Amid the complaints and concerns, a 19-year-old man walked to the front of the room and defended his former teacher.
"Father John Hesch was a very close friend of my family," said the young man, who did not give his name and left the meeting as soon as he finished his statement. "We went to the pool, sailing. He was in my room many times.
Father John Hesch was a second father to me. He was very loving. He'd kiss me; he'd kiss me in front of my mom. But he never laid a finger on me. No one has spoken out to defend Father John."
Gail Loub stood up and remembered being called into Sacred Heart-St. Augustine School for a meeting with a priest and teachers nearly a decade ago.
"They told me my son and other children were spreading vicious rumors about Father John. I was humiliated my son was saying things about a man doing the work of God."
She recalled going home and confronting her son. "He wouldn't talk to me. He just said 'I just don't like him.' "
Now she and another mother whose son spent many hours alone with Hesch are angry that they didn't know that Hesch was being investigated.
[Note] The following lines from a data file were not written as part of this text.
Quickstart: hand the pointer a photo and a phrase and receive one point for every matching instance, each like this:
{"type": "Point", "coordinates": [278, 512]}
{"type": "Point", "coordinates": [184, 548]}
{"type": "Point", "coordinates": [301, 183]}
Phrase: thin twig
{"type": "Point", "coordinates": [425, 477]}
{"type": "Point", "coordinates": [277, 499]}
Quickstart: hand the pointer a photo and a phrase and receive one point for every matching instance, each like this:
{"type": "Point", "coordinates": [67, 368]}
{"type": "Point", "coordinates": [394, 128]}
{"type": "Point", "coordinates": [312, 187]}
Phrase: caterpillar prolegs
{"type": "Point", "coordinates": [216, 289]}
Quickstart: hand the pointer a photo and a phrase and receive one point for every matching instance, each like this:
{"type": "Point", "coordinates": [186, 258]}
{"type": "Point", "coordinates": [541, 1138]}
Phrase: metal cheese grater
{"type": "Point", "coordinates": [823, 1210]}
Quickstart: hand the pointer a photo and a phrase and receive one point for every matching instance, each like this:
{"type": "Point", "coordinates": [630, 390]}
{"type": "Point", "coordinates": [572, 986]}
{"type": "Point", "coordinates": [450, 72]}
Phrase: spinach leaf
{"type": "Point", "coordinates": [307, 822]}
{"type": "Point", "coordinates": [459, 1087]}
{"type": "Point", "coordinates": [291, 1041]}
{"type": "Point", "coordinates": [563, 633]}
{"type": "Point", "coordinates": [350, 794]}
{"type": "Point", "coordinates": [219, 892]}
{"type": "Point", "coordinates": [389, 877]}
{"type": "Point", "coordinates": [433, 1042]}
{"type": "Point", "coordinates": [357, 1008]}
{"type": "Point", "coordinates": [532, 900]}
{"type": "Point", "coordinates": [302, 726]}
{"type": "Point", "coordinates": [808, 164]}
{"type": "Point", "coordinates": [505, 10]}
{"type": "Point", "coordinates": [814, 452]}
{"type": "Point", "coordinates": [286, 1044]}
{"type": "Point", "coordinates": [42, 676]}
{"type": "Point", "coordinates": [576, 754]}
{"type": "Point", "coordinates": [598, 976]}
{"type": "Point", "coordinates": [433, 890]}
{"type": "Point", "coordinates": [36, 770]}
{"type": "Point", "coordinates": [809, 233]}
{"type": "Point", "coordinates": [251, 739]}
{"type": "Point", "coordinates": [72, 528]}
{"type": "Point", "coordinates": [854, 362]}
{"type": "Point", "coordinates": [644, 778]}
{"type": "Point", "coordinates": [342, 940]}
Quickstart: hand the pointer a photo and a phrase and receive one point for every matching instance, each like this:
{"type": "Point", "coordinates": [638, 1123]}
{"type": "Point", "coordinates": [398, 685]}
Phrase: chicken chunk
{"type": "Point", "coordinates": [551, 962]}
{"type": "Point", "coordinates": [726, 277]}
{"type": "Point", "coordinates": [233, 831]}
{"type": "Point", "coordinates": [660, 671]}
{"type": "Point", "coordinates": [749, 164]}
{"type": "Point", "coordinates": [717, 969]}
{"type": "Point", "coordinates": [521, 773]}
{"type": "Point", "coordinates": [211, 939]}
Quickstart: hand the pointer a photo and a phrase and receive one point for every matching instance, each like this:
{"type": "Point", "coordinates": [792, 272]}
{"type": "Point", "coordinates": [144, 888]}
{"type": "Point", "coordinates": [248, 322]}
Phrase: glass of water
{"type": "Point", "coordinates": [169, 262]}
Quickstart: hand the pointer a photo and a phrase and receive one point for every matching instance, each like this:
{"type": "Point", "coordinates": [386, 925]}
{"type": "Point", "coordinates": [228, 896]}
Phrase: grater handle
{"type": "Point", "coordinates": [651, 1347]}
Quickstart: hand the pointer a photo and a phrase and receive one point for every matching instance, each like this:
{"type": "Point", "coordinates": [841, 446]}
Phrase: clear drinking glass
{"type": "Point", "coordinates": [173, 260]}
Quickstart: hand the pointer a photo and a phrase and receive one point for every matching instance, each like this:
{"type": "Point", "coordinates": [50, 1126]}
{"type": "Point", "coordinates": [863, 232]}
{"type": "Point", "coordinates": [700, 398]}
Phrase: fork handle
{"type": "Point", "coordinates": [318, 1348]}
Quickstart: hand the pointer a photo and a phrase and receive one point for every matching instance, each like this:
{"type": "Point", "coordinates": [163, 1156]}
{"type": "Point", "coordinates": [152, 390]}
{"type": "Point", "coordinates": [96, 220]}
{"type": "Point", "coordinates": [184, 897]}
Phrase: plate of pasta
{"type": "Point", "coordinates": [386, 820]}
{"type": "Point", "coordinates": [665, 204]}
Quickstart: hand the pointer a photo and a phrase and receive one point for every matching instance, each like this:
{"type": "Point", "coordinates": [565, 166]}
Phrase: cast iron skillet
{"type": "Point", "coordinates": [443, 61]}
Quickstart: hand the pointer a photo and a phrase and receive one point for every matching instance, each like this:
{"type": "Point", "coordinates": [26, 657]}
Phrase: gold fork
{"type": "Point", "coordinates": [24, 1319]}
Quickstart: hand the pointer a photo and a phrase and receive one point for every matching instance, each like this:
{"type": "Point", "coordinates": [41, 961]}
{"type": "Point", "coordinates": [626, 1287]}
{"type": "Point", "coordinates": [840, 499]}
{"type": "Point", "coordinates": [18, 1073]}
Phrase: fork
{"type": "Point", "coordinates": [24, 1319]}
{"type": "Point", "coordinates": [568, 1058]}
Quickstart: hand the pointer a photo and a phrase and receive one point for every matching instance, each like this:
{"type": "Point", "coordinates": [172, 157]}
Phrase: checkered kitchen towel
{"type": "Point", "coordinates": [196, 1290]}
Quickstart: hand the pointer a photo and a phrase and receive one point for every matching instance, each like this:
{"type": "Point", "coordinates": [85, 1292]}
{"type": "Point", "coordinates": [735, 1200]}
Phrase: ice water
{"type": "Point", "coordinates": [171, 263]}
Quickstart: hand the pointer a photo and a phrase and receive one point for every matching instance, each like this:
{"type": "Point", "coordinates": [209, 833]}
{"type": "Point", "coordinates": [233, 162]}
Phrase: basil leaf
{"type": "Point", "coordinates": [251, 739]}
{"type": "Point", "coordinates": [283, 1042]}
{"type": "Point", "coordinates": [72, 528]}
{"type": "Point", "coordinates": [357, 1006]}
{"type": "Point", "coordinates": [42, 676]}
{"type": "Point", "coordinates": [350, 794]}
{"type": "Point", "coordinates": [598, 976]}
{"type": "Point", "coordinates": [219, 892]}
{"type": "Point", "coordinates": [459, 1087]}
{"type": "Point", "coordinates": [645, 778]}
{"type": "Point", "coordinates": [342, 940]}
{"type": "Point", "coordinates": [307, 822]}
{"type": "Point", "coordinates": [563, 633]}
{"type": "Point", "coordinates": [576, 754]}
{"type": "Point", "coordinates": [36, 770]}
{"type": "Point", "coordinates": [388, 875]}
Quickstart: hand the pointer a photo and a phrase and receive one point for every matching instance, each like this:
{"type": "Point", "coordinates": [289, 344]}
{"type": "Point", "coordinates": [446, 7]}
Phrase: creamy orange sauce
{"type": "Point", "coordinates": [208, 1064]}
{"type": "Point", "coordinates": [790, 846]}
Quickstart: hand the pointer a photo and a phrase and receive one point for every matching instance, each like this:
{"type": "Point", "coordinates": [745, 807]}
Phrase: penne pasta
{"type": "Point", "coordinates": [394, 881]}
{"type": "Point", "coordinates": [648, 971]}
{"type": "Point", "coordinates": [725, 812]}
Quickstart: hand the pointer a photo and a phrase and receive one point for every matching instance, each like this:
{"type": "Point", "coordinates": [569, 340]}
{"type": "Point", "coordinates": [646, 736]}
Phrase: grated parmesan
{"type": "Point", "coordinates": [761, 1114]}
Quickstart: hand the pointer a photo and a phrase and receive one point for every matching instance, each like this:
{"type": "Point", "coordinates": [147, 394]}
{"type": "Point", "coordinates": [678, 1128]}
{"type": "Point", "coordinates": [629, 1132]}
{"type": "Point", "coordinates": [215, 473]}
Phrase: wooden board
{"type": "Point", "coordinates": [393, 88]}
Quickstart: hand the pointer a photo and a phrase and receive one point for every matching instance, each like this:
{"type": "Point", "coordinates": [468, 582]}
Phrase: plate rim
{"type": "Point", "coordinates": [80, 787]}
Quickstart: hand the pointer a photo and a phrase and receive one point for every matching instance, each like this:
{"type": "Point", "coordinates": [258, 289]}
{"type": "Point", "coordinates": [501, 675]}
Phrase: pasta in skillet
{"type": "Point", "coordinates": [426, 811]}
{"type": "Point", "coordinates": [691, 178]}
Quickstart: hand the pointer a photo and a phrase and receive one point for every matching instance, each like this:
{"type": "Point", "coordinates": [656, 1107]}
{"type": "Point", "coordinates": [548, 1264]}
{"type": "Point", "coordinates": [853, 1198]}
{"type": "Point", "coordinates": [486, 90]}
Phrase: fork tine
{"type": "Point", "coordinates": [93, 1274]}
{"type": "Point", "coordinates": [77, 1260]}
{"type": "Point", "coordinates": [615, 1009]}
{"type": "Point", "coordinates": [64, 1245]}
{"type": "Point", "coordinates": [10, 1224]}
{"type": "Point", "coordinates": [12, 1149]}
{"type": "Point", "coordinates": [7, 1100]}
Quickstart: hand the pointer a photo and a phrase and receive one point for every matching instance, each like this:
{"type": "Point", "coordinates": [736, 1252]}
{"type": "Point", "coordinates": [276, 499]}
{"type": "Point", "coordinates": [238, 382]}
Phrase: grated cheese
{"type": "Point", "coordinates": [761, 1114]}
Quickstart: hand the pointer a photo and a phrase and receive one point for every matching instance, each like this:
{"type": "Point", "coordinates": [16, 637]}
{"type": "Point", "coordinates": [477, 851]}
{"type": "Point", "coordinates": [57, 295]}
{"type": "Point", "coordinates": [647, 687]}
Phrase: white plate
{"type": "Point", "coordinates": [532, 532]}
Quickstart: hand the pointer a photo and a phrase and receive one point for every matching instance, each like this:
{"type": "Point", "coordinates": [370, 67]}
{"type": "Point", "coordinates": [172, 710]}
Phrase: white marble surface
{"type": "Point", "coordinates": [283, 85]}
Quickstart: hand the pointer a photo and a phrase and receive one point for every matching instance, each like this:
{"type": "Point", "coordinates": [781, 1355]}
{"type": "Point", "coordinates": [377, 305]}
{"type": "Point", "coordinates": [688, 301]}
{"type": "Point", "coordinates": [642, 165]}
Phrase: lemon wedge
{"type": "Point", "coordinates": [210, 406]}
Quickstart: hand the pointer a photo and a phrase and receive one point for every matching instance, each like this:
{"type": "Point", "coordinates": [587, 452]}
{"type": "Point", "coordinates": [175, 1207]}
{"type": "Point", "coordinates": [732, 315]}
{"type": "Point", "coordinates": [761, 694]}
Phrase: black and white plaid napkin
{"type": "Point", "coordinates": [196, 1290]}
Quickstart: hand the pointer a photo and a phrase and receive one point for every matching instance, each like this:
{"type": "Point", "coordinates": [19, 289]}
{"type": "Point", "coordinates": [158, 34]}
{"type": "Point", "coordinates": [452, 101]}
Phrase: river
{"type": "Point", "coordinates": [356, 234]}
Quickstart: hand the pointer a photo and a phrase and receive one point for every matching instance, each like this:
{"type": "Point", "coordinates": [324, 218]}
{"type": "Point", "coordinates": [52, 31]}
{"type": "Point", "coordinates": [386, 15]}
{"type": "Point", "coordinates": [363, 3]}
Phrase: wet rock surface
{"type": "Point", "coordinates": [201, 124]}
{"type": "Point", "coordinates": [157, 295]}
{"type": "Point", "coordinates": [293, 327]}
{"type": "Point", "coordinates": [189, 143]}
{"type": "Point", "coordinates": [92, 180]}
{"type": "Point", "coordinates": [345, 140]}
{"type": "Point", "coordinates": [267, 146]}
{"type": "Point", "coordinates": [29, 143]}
Perkins said to those at the meeting, "I'm concerned for the abused, the abuser, the families . . . the church and the credibility of the priesthood in general. The pain has been deep."
Perkins said psychological testing and other screening procedures are now in place for those entering a seminary. And he said future allegations will be handled by one person in charge of a team that will stay on the case from start to finish.
Molenkamp said priests accused of sexual misconduct make the news because they are supposed to be trusted authority figures. "Statistically, priests don't offend more than nonpriests," he said.
Jeff Beatman, a Chesterfield County school principal, said priests and other clergy -- like teachers -- should be careful about being in closed rooms alone with students and other potentially compromising situations.
But several people present said concern over pedophilia could undermine important relationships between priests and young parishoners.
"I would like our children and grandchildren to be able to hug a priest," Mary Jo Dodson said. "I don't want to lose that. If we put everybody in a bubble, we're going to lose something."